Inflatie is nog te hoog en bovendien hardnekkig
De groei van het bruto binnenlands product (bbp) stijgt na dit jaar weer licht en wordt geraamd op 1,3% volgend jaar en 1,1% in 2025. De inflatie daalt na de piek van 11,6% afgelopen jaar naar 4,2% dit jaar en gaat verder omlaag naar 3,7% volgend jaar en 2,5% in 2025. Vooral de kerninflatie is hardnekkiger dan verwacht en ligt nu boven de totale inflatie (waarbij ook energie en voedingsprijzen meetellen). DNB raamt de kerninflatie in Nederland dit jaar op 6,8%, volgend jaar op 3,6% en in 2025 nog altijd op 2,8%.

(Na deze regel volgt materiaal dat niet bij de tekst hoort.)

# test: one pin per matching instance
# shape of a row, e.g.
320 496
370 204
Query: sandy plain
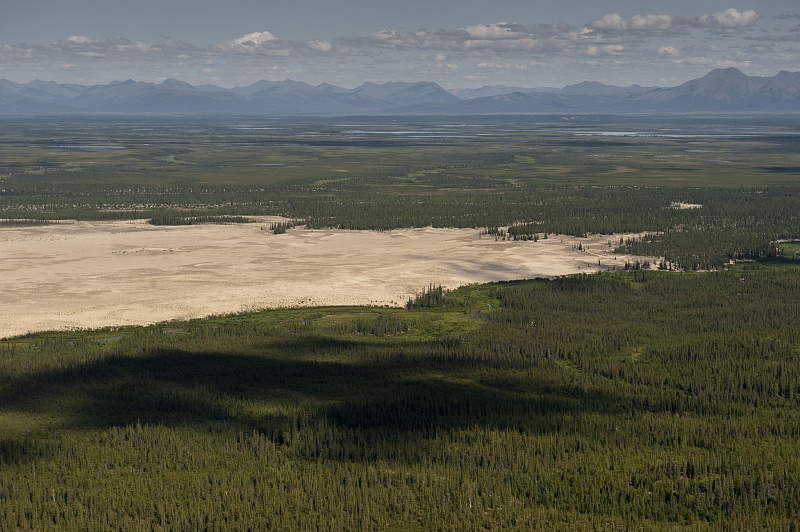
81 275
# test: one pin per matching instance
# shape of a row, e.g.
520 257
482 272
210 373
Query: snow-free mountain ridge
720 90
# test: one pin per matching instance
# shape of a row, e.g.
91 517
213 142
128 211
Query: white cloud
320 46
252 39
643 23
730 18
78 39
669 51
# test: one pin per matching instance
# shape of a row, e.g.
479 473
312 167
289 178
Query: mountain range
719 90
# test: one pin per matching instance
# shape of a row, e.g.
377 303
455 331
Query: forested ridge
636 400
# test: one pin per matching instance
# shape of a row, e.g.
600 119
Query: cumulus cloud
730 19
502 37
643 23
252 40
669 51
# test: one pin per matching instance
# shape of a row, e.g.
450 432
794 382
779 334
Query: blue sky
465 43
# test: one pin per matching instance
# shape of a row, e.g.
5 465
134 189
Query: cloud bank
610 44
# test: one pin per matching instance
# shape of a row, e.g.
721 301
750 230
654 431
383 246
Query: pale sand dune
97 274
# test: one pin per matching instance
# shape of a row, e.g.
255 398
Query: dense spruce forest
621 401
634 400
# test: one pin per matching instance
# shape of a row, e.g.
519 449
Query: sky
456 43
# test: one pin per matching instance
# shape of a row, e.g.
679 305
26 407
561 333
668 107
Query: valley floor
98 274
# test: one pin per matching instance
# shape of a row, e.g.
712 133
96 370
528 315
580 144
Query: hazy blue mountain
595 88
727 89
496 90
719 90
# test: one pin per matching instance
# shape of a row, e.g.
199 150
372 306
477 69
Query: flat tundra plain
85 275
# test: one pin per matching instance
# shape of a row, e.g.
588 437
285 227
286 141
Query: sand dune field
96 274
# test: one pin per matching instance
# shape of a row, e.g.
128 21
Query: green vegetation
536 175
637 400
634 400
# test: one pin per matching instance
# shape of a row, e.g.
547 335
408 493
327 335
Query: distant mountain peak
726 89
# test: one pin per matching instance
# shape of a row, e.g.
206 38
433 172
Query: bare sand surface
96 274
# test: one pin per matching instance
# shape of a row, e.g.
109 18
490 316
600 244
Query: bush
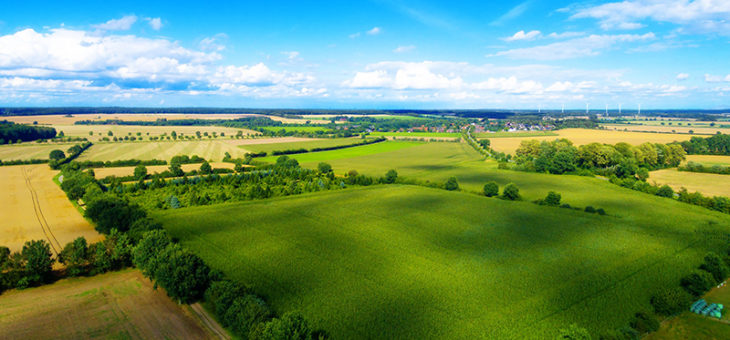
670 301
511 192
451 184
491 189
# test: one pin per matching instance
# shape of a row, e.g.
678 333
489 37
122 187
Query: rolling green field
412 262
347 153
210 150
318 143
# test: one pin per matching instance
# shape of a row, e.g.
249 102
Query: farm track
40 217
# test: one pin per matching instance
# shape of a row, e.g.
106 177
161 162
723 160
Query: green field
210 150
319 143
347 153
412 262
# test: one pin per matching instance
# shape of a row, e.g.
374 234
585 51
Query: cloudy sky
367 54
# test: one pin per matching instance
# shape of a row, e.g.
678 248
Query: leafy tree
574 333
698 282
451 184
56 155
324 168
511 192
491 189
391 176
552 199
205 168
38 261
665 191
140 172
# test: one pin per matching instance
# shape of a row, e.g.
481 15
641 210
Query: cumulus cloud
574 48
521 35
121 24
698 16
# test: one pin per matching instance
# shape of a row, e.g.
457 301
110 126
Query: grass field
326 156
412 262
587 136
30 150
302 144
33 207
210 150
706 183
119 305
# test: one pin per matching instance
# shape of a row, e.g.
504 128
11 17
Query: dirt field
585 136
33 207
129 170
707 184
119 305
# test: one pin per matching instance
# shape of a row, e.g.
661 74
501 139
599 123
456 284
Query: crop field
302 144
119 305
152 169
448 264
586 136
356 151
706 183
26 151
33 207
210 150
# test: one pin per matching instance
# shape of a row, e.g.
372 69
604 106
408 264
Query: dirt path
213 326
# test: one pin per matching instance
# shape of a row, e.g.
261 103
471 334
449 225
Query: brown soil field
119 305
129 170
33 207
587 136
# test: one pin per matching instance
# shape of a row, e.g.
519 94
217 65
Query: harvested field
587 136
34 207
119 305
151 169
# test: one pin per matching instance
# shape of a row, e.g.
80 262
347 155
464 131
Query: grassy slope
394 262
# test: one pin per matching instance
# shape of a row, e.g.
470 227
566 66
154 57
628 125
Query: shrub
511 192
670 301
491 189
451 184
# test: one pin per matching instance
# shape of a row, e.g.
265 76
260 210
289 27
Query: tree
511 192
491 189
205 168
574 333
56 155
391 176
552 199
140 172
451 184
38 261
665 191
324 168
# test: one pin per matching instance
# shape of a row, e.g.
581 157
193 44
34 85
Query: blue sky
367 54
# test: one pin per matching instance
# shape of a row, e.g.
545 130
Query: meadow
118 305
445 264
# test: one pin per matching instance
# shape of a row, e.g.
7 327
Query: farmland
34 208
413 256
120 305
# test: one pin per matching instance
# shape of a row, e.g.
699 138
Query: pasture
118 305
706 183
34 207
586 136
413 262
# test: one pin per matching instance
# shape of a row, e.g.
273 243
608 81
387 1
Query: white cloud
521 35
698 16
374 31
404 49
155 23
574 48
121 24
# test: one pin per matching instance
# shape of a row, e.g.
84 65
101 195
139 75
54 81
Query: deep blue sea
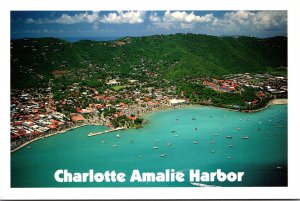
188 138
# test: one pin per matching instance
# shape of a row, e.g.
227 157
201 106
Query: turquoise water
258 156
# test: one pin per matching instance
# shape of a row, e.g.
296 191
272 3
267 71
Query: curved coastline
272 102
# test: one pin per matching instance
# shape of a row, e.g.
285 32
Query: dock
106 131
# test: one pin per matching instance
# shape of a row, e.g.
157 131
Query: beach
134 148
162 107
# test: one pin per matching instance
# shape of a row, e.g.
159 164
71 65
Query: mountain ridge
176 56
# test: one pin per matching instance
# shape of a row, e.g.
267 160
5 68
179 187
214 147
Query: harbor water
182 139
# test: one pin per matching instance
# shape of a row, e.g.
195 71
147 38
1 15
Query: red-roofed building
132 118
77 118
79 110
122 104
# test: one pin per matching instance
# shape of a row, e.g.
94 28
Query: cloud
179 19
230 23
120 17
86 17
39 31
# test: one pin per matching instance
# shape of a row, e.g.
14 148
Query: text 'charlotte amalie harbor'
165 110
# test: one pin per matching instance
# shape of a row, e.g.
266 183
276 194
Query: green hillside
172 56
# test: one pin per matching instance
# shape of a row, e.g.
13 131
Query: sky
89 24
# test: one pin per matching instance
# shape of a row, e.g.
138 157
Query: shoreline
49 135
271 102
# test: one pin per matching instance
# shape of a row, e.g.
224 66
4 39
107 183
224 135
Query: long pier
106 131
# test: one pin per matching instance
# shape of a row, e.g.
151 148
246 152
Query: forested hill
172 56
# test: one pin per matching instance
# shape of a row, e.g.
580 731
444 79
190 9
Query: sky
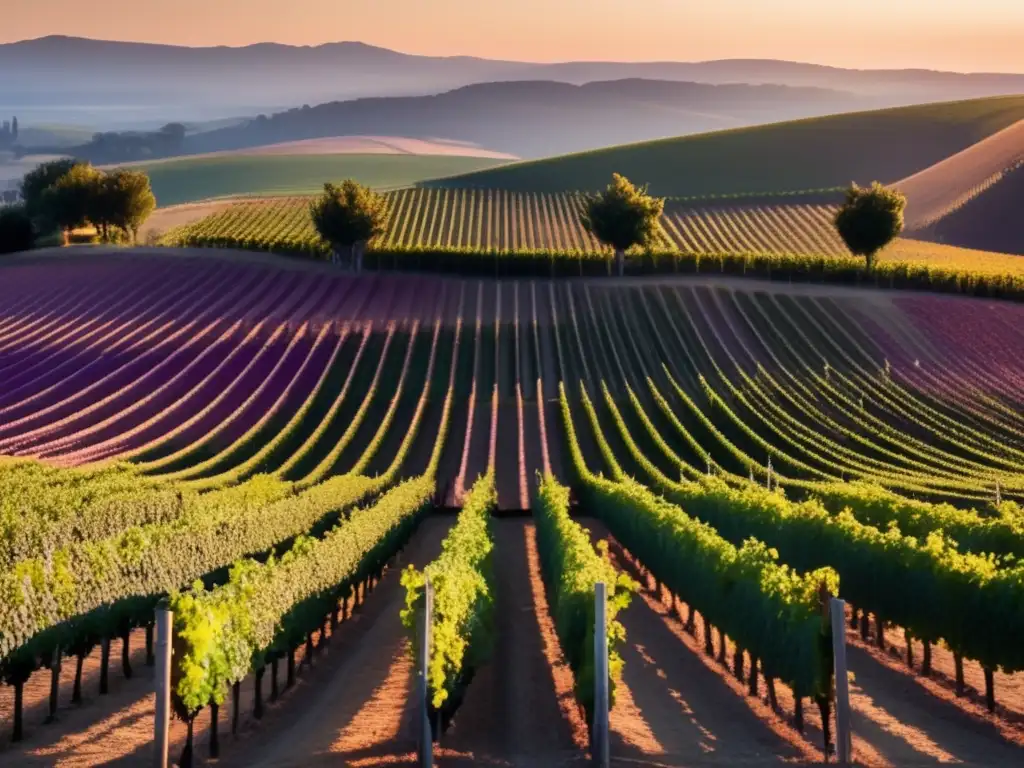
956 35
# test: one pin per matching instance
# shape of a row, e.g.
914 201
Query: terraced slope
261 402
452 225
884 145
955 181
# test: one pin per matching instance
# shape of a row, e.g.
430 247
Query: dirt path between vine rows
357 709
519 709
895 721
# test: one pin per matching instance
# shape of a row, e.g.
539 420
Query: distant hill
539 118
885 145
121 84
989 220
945 186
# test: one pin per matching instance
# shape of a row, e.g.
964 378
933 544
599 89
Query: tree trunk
76 692
737 664
104 663
989 688
18 733
214 730
772 697
126 653
825 709
274 692
186 761
258 704
236 706
54 684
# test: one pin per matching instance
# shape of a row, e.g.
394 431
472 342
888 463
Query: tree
348 215
128 200
15 229
622 216
69 202
37 181
869 219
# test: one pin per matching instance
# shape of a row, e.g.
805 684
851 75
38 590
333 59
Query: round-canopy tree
68 203
126 200
622 216
347 216
869 219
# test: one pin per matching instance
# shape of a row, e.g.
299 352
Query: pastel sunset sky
960 35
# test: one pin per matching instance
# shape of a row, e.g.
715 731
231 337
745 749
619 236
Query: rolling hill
884 144
539 118
187 179
124 84
950 183
989 220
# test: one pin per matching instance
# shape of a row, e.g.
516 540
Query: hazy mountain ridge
537 118
136 78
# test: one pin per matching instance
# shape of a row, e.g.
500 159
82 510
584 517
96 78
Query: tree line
66 195
623 216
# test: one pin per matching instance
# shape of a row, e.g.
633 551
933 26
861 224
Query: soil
519 709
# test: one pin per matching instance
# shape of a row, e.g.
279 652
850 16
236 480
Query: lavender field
189 413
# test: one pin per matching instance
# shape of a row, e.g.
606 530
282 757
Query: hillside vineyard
491 231
875 440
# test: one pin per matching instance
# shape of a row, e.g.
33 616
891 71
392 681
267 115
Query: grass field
884 145
195 414
186 180
474 220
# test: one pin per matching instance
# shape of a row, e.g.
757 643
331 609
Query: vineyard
495 231
281 449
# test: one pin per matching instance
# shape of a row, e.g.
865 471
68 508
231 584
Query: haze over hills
121 84
539 118
886 145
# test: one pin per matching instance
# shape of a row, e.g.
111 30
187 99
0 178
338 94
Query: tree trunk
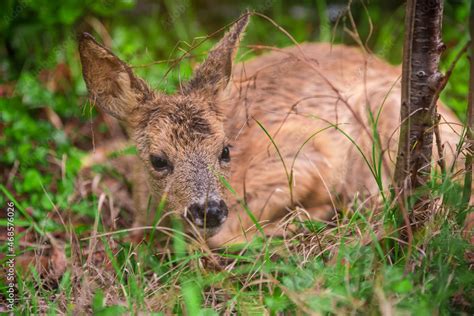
421 82
470 117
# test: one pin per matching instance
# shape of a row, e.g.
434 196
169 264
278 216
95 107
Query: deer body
313 100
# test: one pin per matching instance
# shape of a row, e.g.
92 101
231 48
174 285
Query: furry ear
111 83
213 75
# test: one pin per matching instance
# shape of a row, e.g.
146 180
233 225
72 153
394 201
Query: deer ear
111 83
214 73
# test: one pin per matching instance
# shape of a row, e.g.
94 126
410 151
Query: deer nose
209 215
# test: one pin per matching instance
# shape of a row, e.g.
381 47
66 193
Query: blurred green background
46 124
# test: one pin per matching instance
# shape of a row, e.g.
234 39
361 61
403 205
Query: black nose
210 215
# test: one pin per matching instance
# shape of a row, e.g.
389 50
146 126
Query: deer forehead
185 125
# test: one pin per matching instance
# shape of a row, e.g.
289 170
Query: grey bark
421 82
470 116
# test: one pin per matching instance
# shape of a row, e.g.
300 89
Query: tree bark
470 117
421 82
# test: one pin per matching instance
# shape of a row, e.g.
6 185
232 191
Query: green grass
360 266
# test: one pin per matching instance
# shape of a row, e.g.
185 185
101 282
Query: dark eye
160 163
225 155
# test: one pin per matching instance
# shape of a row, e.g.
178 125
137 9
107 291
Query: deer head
180 138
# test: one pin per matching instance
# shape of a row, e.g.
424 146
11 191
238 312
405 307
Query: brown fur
293 93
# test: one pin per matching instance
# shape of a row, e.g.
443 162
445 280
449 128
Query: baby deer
297 125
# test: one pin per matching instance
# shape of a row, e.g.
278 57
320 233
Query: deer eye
225 155
160 163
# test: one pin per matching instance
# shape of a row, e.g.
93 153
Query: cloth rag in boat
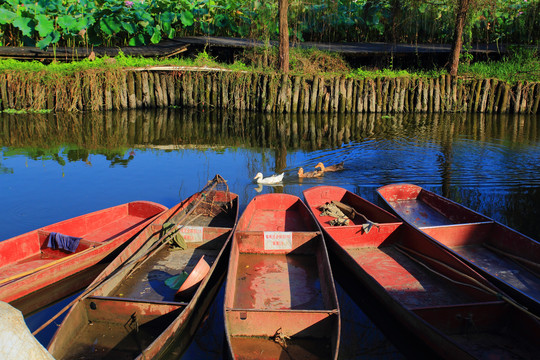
64 242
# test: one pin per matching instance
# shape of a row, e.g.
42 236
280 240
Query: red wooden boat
504 256
280 299
444 303
33 274
133 309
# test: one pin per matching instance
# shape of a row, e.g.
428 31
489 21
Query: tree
461 19
283 35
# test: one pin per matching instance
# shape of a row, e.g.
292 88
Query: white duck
274 179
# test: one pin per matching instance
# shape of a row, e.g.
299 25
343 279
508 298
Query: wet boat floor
278 282
408 282
148 281
115 341
419 213
503 268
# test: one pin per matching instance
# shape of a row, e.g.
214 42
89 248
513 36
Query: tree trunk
284 36
461 18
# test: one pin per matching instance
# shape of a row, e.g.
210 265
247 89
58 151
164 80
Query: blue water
54 167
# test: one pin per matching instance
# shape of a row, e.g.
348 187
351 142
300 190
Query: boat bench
59 253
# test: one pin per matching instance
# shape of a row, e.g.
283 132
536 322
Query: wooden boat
280 299
504 256
132 310
33 274
443 303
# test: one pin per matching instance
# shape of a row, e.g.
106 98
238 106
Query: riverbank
204 87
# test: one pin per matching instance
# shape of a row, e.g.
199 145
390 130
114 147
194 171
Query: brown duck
337 167
316 173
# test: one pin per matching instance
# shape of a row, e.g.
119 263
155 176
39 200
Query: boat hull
130 310
437 299
507 258
280 297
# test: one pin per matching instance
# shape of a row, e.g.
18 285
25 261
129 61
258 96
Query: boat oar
43 267
479 286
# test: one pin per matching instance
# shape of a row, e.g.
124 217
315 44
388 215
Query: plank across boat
507 258
280 298
35 271
133 310
448 306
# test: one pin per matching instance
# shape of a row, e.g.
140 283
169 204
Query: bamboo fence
268 93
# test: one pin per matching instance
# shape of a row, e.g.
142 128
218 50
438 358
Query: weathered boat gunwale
306 241
186 314
473 234
102 231
415 320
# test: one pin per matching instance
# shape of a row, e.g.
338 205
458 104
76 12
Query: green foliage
138 22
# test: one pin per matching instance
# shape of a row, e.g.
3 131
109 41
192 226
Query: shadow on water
489 163
452 154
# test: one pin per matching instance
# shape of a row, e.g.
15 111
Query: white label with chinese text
192 233
277 240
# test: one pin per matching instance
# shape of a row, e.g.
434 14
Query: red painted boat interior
29 251
493 247
424 279
280 299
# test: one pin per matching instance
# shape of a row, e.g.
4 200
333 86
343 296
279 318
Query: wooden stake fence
269 93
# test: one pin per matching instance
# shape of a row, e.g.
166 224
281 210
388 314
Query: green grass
521 65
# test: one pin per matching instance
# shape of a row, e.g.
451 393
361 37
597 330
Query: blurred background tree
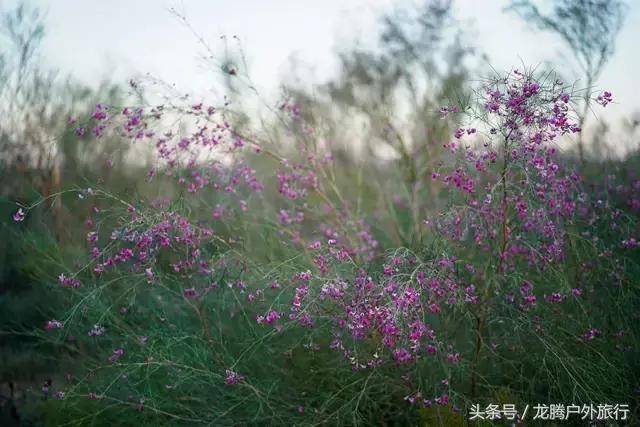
589 29
381 113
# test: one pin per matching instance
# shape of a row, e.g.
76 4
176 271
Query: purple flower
117 354
19 215
232 378
53 324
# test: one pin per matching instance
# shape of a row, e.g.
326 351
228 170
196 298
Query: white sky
96 39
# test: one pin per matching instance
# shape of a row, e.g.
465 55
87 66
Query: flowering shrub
178 314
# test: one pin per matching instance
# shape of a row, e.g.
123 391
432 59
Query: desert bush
249 289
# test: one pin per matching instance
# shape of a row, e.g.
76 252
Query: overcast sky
94 39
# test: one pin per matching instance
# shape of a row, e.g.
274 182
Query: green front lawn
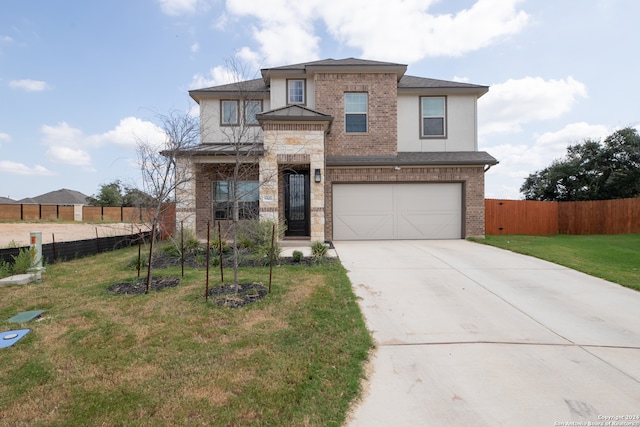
168 358
614 257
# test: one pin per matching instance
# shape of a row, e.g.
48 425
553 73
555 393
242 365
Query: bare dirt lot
18 232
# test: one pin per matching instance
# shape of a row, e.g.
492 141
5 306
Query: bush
21 262
319 250
255 234
297 256
175 242
5 269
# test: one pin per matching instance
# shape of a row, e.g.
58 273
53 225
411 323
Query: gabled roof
471 158
252 89
329 64
421 84
58 197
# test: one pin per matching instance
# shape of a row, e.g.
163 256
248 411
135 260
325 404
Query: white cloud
572 134
71 146
402 31
128 133
15 168
178 7
29 85
510 104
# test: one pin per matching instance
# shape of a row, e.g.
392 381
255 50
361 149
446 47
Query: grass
168 358
612 257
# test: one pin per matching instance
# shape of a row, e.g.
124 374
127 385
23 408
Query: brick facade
472 179
206 173
382 120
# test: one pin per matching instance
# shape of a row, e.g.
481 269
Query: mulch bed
237 296
165 260
139 287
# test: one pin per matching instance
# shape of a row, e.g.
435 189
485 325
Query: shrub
319 250
297 256
255 234
5 269
175 242
21 262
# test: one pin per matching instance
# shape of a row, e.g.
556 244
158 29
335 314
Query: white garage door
397 211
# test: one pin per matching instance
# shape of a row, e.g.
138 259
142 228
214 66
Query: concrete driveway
470 335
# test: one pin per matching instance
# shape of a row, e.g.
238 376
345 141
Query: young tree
160 176
246 147
591 171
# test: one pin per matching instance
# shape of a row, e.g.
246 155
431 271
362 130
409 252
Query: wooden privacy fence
31 212
530 217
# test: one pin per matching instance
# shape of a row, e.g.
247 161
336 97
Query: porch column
186 194
269 180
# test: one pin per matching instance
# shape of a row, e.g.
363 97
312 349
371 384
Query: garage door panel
425 225
397 211
363 226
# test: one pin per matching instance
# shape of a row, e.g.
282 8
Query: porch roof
296 113
224 149
448 158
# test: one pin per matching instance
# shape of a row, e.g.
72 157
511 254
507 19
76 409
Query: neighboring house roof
416 159
413 83
58 197
255 89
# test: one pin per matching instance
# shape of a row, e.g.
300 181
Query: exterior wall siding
471 177
382 120
461 125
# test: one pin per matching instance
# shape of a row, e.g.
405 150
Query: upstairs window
248 196
295 92
434 119
229 113
355 112
251 108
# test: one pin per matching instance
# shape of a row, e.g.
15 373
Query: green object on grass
26 316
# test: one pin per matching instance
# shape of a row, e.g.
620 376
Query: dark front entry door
296 203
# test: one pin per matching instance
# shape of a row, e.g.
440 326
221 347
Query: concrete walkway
469 335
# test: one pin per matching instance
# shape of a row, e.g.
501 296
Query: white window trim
222 121
304 92
366 113
246 105
444 117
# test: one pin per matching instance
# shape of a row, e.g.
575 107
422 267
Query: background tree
157 162
108 195
591 171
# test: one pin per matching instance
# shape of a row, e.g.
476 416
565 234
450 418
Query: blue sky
81 82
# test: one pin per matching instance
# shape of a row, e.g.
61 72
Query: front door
296 203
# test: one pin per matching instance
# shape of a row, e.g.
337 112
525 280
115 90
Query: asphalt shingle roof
416 159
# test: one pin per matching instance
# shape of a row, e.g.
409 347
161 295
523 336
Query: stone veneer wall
295 145
471 177
382 90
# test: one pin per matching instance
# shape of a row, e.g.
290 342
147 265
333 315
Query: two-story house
340 150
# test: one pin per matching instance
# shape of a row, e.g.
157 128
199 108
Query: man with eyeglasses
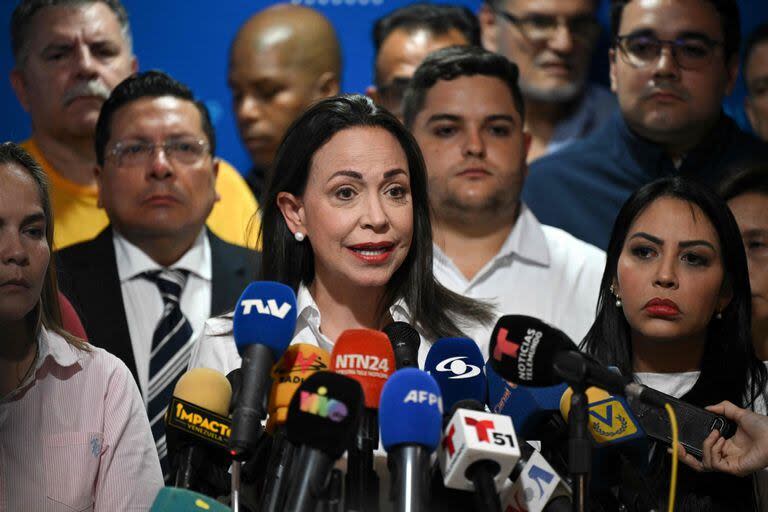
68 56
552 42
403 38
671 64
146 284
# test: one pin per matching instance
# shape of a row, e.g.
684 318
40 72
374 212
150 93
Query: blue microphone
530 408
457 366
265 319
410 393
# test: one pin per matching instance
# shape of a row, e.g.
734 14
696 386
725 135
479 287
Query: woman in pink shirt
74 434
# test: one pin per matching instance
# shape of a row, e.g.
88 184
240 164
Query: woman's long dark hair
437 311
730 370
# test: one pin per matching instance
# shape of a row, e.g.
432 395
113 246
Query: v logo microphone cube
472 436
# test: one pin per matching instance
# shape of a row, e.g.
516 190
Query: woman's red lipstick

Hogere inflatie leidt tot minder bestedingen
Door de hogere energieprijzen en de doorwerking daarvan in de prijzen van vrijwel alle goederen en diensten verliezen huishoudens koopkracht en besteden ze minder. Dat remt de economie af. Daarnaast groeit de Nederlandse export minder hard door de terugval van de wereldhandel. Om de hard gestegen inflatie de kop in te drukken, verhoogden centrale banken wereldwijd de rente. Dit remt de economie af, doordat de hogere rente de investeringen van bedrijven drukt en de woningmarkt afkoelt. De Nederlandse huizenprijzen dalen dit jaar met 5,1% en volgend jaar met nog eens 3,8%, waarna in 2025 weer een kleine plus volgt. De verwachting is dat de huizenprijzen in 2025 uiteindelijk zo’n 10% zijn gedaald ten opzichte van de piek in de zomer van 2022.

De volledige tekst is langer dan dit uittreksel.